Le juge Darren Steele a rappelé que toute récidive aurait entraîné un retour immédiat en prison, justifiant la décision comme une mesure de sécurité publique.
Outre la suspension, Woods doit s’acquitter d’une amende de 1 000 dollars, montant fixé lors de l’audience du tribunal du comté de Martin, près de Palm Beach.
Déroulement de l’accident et circonstances légales
Le 15 mars, l’ancien n° 1 mondial a percuté un camion alors qu’il tentait de le doubler sur une voie à deux chaussées, laissant son véhicule sur le bas-côté sans blessures graves.
Après l’incident, les forces de l’ordre ont relevé un refus de se soumettre à un test urinaire, malgré un contrôle d’alcoolémie négatif, et ont constaté la présence d’analgésiques prescrits pour ses douleurs chroniques.
Détenu huit heures, Woods a été libéré le soir même, son dossier ayant ensuite conduit aux négociations qui ont abouti à la suspension.

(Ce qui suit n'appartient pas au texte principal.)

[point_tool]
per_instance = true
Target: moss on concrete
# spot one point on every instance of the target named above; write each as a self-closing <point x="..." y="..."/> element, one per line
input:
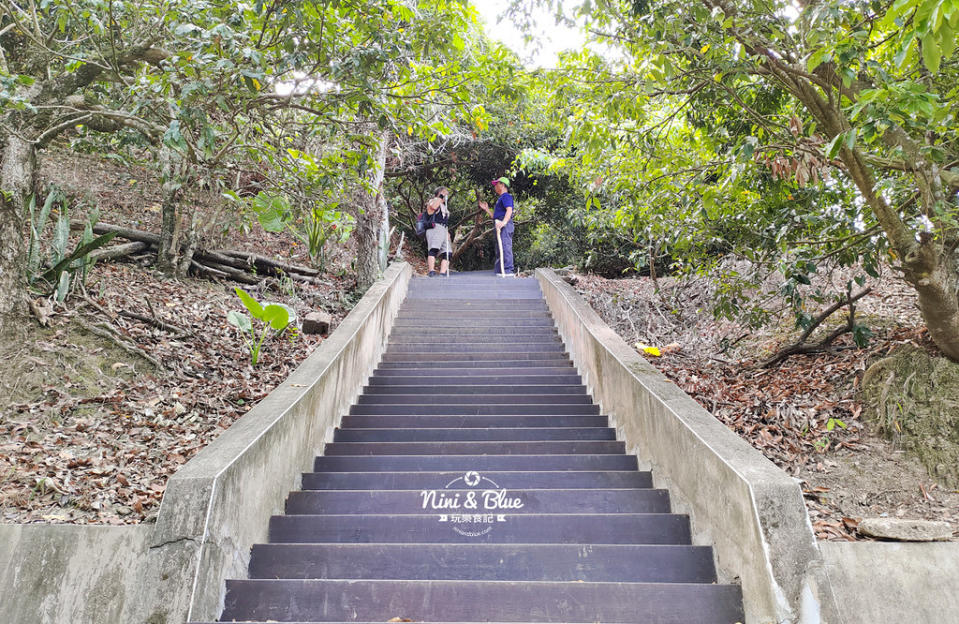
<point x="913" y="398"/>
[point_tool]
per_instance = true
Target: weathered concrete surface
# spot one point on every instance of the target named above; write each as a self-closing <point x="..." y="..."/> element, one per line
<point x="892" y="583"/>
<point x="215" y="507"/>
<point x="748" y="509"/>
<point x="63" y="573"/>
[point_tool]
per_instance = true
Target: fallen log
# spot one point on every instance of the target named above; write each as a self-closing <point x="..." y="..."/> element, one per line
<point x="122" y="232"/>
<point x="228" y="263"/>
<point x="118" y="251"/>
<point x="237" y="275"/>
<point x="262" y="262"/>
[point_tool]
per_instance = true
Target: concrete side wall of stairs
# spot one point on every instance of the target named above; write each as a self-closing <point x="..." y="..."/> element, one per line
<point x="758" y="526"/>
<point x="215" y="507"/>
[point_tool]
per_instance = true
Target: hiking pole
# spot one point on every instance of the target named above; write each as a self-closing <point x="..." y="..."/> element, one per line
<point x="449" y="251"/>
<point x="502" y="260"/>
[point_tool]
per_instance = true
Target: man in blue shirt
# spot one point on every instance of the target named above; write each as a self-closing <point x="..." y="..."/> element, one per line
<point x="502" y="215"/>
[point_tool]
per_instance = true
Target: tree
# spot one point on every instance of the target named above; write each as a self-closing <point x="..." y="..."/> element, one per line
<point x="859" y="91"/>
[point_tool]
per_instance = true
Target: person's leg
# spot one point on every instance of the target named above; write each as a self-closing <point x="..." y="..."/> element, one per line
<point x="507" y="235"/>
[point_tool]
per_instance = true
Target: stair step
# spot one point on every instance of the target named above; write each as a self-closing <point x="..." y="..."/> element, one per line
<point x="553" y="462"/>
<point x="462" y="434"/>
<point x="392" y="502"/>
<point x="431" y="387"/>
<point x="448" y="409"/>
<point x="513" y="398"/>
<point x="584" y="447"/>
<point x="432" y="330"/>
<point x="485" y="562"/>
<point x="471" y="421"/>
<point x="489" y="359"/>
<point x="427" y="348"/>
<point x="417" y="322"/>
<point x="527" y="366"/>
<point x="506" y="479"/>
<point x="470" y="379"/>
<point x="467" y="304"/>
<point x="661" y="528"/>
<point x="325" y="600"/>
<point x="421" y="315"/>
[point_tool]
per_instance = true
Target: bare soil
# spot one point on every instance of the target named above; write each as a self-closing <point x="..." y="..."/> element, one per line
<point x="806" y="414"/>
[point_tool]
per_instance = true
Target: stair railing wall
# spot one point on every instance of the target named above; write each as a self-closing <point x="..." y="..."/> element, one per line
<point x="214" y="508"/>
<point x="223" y="498"/>
<point x="749" y="510"/>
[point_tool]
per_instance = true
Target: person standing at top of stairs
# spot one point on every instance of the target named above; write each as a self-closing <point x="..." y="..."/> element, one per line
<point x="502" y="215"/>
<point x="437" y="233"/>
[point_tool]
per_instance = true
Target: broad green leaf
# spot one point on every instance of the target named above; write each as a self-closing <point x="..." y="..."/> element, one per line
<point x="277" y="316"/>
<point x="931" y="54"/>
<point x="251" y="304"/>
<point x="239" y="319"/>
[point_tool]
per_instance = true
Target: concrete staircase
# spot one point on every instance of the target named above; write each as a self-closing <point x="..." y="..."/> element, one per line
<point x="476" y="394"/>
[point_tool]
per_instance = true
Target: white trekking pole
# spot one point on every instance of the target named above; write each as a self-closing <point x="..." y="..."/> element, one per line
<point x="502" y="260"/>
<point x="449" y="251"/>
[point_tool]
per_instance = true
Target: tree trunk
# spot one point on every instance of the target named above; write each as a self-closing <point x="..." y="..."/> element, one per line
<point x="170" y="253"/>
<point x="370" y="221"/>
<point x="927" y="264"/>
<point x="384" y="238"/>
<point x="17" y="179"/>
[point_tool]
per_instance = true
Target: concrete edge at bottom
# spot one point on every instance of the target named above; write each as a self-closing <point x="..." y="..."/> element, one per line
<point x="214" y="508"/>
<point x="758" y="526"/>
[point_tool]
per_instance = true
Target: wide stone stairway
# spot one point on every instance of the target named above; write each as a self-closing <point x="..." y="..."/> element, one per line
<point x="474" y="480"/>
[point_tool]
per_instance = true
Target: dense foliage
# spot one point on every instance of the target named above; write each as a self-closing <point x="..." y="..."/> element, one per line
<point x="795" y="137"/>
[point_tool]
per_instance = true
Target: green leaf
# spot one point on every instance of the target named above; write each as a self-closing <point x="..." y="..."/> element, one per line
<point x="277" y="316"/>
<point x="239" y="319"/>
<point x="931" y="54"/>
<point x="817" y="58"/>
<point x="63" y="287"/>
<point x="82" y="250"/>
<point x="250" y="303"/>
<point x="832" y="148"/>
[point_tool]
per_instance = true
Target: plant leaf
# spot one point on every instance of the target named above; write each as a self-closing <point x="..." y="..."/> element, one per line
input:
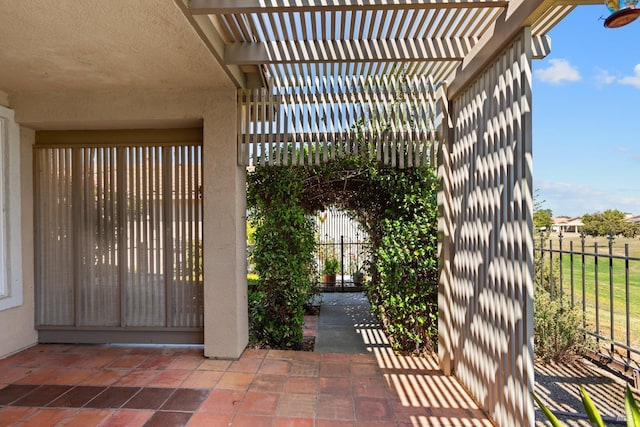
<point x="547" y="413"/>
<point x="631" y="409"/>
<point x="592" y="411"/>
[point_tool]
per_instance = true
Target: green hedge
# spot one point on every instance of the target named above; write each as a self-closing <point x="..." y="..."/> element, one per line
<point x="397" y="207"/>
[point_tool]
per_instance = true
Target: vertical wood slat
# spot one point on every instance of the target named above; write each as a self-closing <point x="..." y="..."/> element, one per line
<point x="489" y="200"/>
<point x="85" y="197"/>
<point x="319" y="119"/>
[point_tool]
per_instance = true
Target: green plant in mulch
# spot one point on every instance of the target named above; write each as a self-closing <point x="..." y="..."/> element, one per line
<point x="630" y="406"/>
<point x="397" y="208"/>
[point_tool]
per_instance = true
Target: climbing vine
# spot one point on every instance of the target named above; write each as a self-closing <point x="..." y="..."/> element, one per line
<point x="398" y="209"/>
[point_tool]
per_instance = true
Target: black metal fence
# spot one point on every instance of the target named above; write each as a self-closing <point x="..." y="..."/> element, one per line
<point x="343" y="248"/>
<point x="604" y="282"/>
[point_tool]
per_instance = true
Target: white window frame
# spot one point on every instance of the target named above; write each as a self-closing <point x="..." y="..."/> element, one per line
<point x="11" y="294"/>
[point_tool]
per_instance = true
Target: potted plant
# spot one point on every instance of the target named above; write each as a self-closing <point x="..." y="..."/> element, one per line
<point x="331" y="267"/>
<point x="358" y="277"/>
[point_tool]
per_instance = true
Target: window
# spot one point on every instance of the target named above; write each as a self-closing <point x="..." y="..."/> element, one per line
<point x="10" y="215"/>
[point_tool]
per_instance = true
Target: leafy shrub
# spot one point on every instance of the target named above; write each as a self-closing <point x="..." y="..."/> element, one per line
<point x="283" y="257"/>
<point x="397" y="208"/>
<point x="630" y="407"/>
<point x="404" y="292"/>
<point x="557" y="327"/>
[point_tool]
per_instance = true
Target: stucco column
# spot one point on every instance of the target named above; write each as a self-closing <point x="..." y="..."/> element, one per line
<point x="226" y="327"/>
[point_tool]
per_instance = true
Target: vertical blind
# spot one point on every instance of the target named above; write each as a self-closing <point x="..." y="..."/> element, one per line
<point x="119" y="234"/>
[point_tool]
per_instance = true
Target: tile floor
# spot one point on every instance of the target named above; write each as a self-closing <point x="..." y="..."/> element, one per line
<point x="93" y="385"/>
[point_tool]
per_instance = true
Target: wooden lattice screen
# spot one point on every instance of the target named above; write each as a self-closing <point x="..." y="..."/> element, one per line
<point x="119" y="234"/>
<point x="393" y="120"/>
<point x="485" y="304"/>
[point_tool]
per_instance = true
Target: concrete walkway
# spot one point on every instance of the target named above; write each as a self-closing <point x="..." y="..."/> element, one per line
<point x="346" y="325"/>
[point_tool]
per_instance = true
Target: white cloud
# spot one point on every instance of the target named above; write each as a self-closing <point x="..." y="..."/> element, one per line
<point x="573" y="199"/>
<point x="558" y="71"/>
<point x="604" y="78"/>
<point x="633" y="80"/>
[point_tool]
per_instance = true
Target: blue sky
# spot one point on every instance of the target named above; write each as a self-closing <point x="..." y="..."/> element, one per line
<point x="586" y="129"/>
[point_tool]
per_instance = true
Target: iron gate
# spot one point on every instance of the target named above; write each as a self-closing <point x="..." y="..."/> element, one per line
<point x="342" y="239"/>
<point x="118" y="236"/>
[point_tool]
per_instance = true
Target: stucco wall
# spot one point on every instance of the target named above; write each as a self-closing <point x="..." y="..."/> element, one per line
<point x="226" y="323"/>
<point x="17" y="324"/>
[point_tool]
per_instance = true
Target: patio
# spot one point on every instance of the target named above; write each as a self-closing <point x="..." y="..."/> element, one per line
<point x="81" y="385"/>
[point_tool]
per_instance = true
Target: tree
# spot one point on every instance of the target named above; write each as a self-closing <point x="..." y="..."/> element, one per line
<point x="609" y="222"/>
<point x="542" y="219"/>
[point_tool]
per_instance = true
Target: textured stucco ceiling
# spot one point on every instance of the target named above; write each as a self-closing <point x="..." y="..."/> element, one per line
<point x="79" y="45"/>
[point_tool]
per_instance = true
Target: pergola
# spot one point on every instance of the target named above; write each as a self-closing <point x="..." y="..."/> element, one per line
<point x="460" y="70"/>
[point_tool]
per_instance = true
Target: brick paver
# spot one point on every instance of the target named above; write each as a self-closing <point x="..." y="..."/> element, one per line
<point x="132" y="386"/>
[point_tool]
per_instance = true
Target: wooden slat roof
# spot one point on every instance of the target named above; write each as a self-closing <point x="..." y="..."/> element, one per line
<point x="292" y="41"/>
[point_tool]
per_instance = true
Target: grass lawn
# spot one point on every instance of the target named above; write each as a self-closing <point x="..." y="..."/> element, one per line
<point x="611" y="280"/>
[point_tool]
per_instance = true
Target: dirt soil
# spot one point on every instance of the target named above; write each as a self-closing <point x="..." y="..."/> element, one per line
<point x="558" y="386"/>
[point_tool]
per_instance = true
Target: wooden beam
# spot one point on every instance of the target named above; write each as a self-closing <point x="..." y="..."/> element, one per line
<point x="212" y="39"/>
<point x="205" y="7"/>
<point x="310" y="51"/>
<point x="519" y="14"/>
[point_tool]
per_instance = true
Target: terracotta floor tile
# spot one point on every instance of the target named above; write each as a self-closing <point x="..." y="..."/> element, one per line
<point x="71" y="376"/>
<point x="222" y="401"/>
<point x="293" y="422"/>
<point x="113" y="397"/>
<point x="157" y="362"/>
<point x="205" y="419"/>
<point x="297" y="406"/>
<point x="369" y="387"/>
<point x="46" y="417"/>
<point x="368" y="359"/>
<point x="202" y="379"/>
<point x="252" y="353"/>
<point x="169" y="419"/>
<point x="169" y="378"/>
<point x="185" y="399"/>
<point x="13" y="392"/>
<point x="373" y="409"/>
<point x="334" y="423"/>
<point x="11" y="415"/>
<point x="281" y="354"/>
<point x="252" y="421"/>
<point x="334" y="369"/>
<point x="305" y="368"/>
<point x="103" y="377"/>
<point x="97" y="361"/>
<point x="364" y="370"/>
<point x="249" y="365"/>
<point x="259" y="403"/>
<point x="301" y="385"/>
<point x="235" y="381"/>
<point x="335" y="407"/>
<point x="86" y="417"/>
<point x="35" y="376"/>
<point x="77" y="397"/>
<point x="377" y="424"/>
<point x="137" y="378"/>
<point x="305" y="355"/>
<point x="42" y="395"/>
<point x="276" y="367"/>
<point x="340" y="358"/>
<point x="128" y="418"/>
<point x="11" y="374"/>
<point x="128" y="361"/>
<point x="335" y="386"/>
<point x="214" y="365"/>
<point x="149" y="398"/>
<point x="186" y="362"/>
<point x="268" y="383"/>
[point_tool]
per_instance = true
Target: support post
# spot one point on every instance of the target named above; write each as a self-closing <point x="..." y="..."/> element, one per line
<point x="226" y="326"/>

Réactions publiques et environnement médiatique
Accompagné de sa compagne Vanessa Trump, ex‑épouse de Donald Trump Jr., il a comparu à la séance, présence notée par les médias.
Le président américain, amateur de golf, a salué la résolution de l’affaire, la qualifiant de « très juste » lors d’une conférence de presse à la Maison‑Blanche.
Donald Trump a ajouté que le champion demeure « un type extraordinaire », tout en reconnaissant les « énormes douleurs » liées aux traitements post‑opératoires du dos.
Après une courte apparition au Travelers Championship de juin, où le PGA Tour a dévoilé un nouveau format à partir de 2028, Woods n’a pas repris les compétitions depuis juillet 2024, la question de son retour restant en suspens.
Les observateurs notent que, même en dehors des greens, le golfeur reste régulièrement sous les feux des médias, que ce soit pour ses blessures ou ses démêlés avec la justice.
Un an et deux mois de prison auraient pu être prononcés si le tribunal avait retenu les accusations les plus lourdes, selon le procureur Thomas Bakkedahl.
Cette issue judiciaire, qui ne révèle aucun traitement de faveur lié à la notoriété ou à la fortune de l’athlète, souligne la rigueur des autorités locales face aux infractions de la route.
Le verdict marque une étape déterminante dans la gestion des responsabilités pénales des personnalités publiques aux États‑Unis.